Don?t Ask?Never Tell

LoganNicholas_headshot_825972332.jpgAll the talk about repealing our military’s “Don’t Ask Don’t Tell” policy brings back a flood of memories. I remember a day long before such a policy existed and how things were for me as a very young recruit.

In 1959 I was 17 years old and a private in the U.S. Army. I was a true country boy from, shall we say, the suburbs of Hiawassee, Ga. I had never been off the farm or out of the cornfield, but I wasn’t dumb country.

I quickly learned from watching and listening and I figured out right away that the way I felt inside could get me beaten up or even killed (with the tacit approval from higher up) and it would get one a dishonorable discharge for a “Section 8” (mentally maladjusted to the military). Basic Training gave me some useful information to protect myself. I never once did anything that the Army could classify as “deviant” in any shape, form or fashion. I became something of a master at hiding in the middle of a crowd.

What the Army never understood, and I did not know myself at the time, was “it is not what you do, but who you are inside” that is most important. I was gay then, but I wanted what the Army had to offer me and I was not about to let something like that or anything keep me from the opportunity I had set for myself. I honestly thought that my feelings could be controlled and they were for the three years I traded with my Uncle Sam.

I have always been a watcher. I saw that there were several good looking, manly men who were assigned to each barracks. Most often they did nothing unusual but show off a little skin and hair, let others see them in the shower, etc. If a soldier reacted in any way, made a pass or reacted in a way out of the “ordinary” toward these men, day or night, they were instantly targeted. One day soon I would notice that a soldier was no longer in our unit. They had been shipped out, given a dishonorable discharge or a “Section 8” and life in the barracks went on as usual. It happened 100, or even 1,000 times. It was the military custom.

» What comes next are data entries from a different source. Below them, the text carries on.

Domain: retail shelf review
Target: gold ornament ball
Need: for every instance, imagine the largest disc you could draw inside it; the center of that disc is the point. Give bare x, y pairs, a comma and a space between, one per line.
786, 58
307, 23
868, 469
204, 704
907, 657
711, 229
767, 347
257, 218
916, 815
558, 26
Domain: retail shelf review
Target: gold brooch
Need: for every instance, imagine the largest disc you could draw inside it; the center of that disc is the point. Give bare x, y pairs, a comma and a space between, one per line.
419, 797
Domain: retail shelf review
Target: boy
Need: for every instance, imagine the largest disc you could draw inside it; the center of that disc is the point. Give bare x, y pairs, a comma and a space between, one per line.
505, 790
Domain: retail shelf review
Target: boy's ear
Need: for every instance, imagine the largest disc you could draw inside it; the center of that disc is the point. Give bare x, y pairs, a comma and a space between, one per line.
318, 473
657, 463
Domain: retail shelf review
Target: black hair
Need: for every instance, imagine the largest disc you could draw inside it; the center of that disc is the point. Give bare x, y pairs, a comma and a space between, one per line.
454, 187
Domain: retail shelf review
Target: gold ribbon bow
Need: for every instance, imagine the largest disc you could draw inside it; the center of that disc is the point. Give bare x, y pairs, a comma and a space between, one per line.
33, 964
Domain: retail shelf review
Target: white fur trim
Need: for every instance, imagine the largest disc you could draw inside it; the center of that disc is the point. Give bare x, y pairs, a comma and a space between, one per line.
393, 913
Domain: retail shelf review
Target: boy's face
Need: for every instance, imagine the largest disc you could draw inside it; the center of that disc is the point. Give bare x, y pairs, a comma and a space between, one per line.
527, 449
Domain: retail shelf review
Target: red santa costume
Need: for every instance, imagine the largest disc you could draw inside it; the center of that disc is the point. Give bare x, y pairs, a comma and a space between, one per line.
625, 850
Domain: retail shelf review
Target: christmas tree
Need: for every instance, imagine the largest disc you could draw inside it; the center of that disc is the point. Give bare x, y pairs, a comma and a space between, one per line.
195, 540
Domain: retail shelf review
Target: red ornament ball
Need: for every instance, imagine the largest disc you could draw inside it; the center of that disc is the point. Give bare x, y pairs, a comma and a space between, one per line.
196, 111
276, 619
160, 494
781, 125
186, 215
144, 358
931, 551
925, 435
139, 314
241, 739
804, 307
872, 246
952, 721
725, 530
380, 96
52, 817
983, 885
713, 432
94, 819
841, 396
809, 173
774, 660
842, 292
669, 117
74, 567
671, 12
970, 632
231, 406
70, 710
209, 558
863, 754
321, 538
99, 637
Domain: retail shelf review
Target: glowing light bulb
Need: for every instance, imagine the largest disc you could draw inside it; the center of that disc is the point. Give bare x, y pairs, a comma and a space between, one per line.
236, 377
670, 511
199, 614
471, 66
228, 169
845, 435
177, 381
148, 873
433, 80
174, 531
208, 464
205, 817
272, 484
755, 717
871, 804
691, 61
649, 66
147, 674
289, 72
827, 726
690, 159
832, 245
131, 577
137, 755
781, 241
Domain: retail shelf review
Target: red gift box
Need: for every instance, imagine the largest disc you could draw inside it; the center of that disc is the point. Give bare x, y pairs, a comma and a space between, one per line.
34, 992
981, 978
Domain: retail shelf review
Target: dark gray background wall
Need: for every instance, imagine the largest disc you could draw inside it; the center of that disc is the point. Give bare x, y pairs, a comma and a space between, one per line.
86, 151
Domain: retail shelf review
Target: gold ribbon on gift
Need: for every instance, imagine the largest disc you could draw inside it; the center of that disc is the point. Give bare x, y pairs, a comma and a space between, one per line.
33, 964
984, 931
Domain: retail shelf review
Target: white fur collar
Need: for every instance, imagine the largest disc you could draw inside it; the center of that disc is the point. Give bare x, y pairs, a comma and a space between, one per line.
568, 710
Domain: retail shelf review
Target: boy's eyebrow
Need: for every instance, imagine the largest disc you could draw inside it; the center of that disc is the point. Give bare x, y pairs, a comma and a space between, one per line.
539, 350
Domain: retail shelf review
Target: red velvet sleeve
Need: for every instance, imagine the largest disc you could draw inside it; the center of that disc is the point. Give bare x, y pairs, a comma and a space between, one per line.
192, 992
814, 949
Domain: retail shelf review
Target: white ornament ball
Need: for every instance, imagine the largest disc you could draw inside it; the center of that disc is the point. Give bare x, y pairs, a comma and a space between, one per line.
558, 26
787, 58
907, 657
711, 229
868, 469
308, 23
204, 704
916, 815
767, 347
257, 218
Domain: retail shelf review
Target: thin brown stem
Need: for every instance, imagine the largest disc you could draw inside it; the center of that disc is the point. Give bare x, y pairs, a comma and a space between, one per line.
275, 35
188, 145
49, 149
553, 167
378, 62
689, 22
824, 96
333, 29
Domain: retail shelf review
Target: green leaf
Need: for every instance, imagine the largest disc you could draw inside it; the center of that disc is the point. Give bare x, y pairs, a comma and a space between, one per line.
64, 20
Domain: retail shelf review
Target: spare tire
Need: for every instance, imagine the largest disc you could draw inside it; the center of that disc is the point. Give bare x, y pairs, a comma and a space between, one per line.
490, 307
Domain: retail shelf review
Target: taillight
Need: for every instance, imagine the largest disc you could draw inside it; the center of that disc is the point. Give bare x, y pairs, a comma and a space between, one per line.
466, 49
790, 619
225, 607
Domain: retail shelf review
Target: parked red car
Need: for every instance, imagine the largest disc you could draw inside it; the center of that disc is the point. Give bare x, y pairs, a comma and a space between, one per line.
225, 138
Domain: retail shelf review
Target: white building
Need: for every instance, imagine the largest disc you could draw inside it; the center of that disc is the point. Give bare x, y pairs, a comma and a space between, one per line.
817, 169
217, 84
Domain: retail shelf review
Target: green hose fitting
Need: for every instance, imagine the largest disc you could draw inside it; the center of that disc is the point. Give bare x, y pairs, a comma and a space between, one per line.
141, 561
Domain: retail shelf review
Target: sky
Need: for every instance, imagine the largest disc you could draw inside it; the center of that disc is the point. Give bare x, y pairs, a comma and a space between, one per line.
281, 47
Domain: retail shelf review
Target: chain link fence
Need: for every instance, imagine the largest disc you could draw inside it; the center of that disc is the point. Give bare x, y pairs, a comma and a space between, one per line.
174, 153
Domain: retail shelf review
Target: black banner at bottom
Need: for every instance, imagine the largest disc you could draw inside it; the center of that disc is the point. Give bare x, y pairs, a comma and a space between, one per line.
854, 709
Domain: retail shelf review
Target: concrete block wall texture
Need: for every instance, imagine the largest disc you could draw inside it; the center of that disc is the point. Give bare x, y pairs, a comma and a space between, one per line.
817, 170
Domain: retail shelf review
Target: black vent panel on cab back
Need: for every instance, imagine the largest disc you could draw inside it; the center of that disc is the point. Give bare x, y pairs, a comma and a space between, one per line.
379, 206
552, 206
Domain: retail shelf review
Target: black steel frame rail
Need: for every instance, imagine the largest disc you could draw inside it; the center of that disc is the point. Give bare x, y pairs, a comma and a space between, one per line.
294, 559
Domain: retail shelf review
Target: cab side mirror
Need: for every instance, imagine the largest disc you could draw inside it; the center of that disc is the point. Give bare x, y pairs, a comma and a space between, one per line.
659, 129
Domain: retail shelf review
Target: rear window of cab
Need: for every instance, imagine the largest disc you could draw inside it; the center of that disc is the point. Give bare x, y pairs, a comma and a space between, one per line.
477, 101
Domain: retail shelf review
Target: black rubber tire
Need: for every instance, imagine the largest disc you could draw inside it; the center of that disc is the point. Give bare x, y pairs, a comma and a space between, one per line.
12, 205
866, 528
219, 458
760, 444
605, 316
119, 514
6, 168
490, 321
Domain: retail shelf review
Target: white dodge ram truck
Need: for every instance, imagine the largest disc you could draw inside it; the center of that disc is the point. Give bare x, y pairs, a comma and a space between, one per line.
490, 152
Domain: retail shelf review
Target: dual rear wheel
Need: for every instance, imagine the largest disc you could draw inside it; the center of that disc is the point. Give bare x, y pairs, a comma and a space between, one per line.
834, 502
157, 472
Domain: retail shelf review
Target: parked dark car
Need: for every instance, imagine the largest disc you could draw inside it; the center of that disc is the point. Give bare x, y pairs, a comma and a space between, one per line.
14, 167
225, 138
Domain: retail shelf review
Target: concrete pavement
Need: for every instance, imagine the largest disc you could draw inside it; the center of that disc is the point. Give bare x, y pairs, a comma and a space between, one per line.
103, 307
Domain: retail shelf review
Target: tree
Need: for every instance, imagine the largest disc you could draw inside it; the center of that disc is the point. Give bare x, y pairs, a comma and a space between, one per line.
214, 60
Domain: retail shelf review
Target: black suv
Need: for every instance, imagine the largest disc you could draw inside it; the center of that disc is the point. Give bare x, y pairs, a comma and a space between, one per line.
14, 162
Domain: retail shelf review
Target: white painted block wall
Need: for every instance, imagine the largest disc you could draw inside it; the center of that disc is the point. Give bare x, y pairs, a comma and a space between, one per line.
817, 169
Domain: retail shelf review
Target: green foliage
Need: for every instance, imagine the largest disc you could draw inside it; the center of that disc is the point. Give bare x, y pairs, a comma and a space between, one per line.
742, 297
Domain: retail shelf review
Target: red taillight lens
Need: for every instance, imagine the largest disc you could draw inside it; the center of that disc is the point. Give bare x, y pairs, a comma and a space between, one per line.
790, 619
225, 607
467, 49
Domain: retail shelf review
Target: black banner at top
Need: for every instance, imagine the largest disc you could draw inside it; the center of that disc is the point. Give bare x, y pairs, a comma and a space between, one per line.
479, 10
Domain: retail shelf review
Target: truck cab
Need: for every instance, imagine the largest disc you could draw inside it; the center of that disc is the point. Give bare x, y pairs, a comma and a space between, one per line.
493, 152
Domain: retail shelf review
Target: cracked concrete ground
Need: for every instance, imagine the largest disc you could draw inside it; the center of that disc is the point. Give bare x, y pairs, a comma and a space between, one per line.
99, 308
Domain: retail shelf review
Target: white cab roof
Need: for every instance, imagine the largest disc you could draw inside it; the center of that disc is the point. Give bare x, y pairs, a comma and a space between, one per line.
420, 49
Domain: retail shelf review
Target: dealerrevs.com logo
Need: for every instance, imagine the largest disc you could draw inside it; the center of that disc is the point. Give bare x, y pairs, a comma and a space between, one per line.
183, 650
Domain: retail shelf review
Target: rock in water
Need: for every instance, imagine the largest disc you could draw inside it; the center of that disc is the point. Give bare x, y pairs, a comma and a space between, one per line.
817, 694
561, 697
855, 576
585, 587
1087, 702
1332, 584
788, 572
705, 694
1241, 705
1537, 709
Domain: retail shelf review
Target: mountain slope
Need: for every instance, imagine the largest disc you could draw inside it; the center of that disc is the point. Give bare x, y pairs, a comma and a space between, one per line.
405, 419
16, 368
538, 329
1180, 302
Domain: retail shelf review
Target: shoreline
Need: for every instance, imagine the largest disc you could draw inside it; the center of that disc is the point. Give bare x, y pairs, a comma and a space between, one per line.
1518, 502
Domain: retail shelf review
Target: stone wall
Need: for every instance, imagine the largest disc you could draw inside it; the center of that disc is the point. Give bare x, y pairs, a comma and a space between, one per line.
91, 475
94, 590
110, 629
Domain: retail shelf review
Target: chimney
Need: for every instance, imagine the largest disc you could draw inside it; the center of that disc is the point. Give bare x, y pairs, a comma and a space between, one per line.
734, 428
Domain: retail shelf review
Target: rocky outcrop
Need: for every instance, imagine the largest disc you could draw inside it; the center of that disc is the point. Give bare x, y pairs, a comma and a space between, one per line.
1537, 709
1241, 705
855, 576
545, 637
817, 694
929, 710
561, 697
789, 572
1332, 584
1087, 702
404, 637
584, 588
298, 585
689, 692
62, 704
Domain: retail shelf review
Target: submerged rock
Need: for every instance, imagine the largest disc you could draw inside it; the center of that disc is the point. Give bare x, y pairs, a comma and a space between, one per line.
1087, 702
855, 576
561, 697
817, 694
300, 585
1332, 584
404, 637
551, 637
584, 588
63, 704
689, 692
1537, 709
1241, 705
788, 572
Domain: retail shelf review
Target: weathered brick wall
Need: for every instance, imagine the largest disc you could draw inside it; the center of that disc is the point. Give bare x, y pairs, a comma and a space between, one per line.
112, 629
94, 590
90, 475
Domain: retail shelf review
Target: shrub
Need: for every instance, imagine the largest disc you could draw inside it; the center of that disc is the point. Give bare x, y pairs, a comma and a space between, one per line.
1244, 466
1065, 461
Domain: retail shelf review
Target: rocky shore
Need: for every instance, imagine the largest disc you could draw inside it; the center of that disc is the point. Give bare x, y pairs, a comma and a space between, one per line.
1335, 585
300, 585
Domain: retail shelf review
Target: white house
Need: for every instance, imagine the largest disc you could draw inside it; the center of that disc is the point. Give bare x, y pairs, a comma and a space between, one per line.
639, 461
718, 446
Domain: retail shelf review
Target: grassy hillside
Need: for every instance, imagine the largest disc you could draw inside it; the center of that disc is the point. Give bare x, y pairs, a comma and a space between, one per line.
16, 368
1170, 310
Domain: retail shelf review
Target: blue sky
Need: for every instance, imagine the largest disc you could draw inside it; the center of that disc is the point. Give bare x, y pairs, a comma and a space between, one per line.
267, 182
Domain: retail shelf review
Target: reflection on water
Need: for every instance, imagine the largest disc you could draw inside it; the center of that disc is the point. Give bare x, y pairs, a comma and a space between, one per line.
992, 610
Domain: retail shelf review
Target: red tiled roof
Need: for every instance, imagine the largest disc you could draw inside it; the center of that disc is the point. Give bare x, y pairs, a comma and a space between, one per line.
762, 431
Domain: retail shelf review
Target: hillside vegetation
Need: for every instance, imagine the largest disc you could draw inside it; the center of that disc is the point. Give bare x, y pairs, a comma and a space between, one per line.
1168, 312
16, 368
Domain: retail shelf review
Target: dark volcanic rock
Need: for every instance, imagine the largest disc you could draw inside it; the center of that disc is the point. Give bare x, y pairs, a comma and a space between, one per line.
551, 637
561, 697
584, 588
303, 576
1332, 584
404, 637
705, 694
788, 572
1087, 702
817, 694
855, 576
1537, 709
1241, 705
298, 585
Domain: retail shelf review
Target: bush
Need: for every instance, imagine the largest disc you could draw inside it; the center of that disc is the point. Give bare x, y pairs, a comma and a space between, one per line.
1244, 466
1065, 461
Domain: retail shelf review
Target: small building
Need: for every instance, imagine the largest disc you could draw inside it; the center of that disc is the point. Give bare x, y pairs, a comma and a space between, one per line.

I think it happened a lot more often in basic training while they were still sort of testing to see what they had.

What they had with me was a scared little kid—a kid with this one chance out of the cornfields, one chance to learn and grow. Even though I knew I was different and knew deep down that I was attracted to other males, I determined early on that nobody would ever know that. Nobody.

The U.S. Army was going to be that chance for me and I looked once, but only once, at the men I recognized as bait and never gave them the opportunity to target me. Later on I could have safely had a couple of affairs with other like-minded soldiers, but I declined. I wanted to take no chance on becoming yet another statistic.

It seems strange to recall that it was okay to get smashing drunk on a regular basis, okay to catch all the prevailing contagious diseases, okay to get as many girls pregnant as you liked—it was even expected. But show any interest in another man and you were not fit to serve your country. Even a small hint that you had a feminine side would get all of your sides back home to momma on the next train.

I declined on all accounts and led what some might have called a rather boring life and used the Army as a chance to grow up a bit, to travel and to learn. I could never quite fit myself back into the little cornfield box from whence I came. It was all as I had dreamed it, only better. It continues on today on the eve of 2010.

I have hope for the repeal of our hateful “Don’t Ask Don’t Tell” policy, but it will be a long time I am afraid, before it will be safe to serve this country as a gay soldier.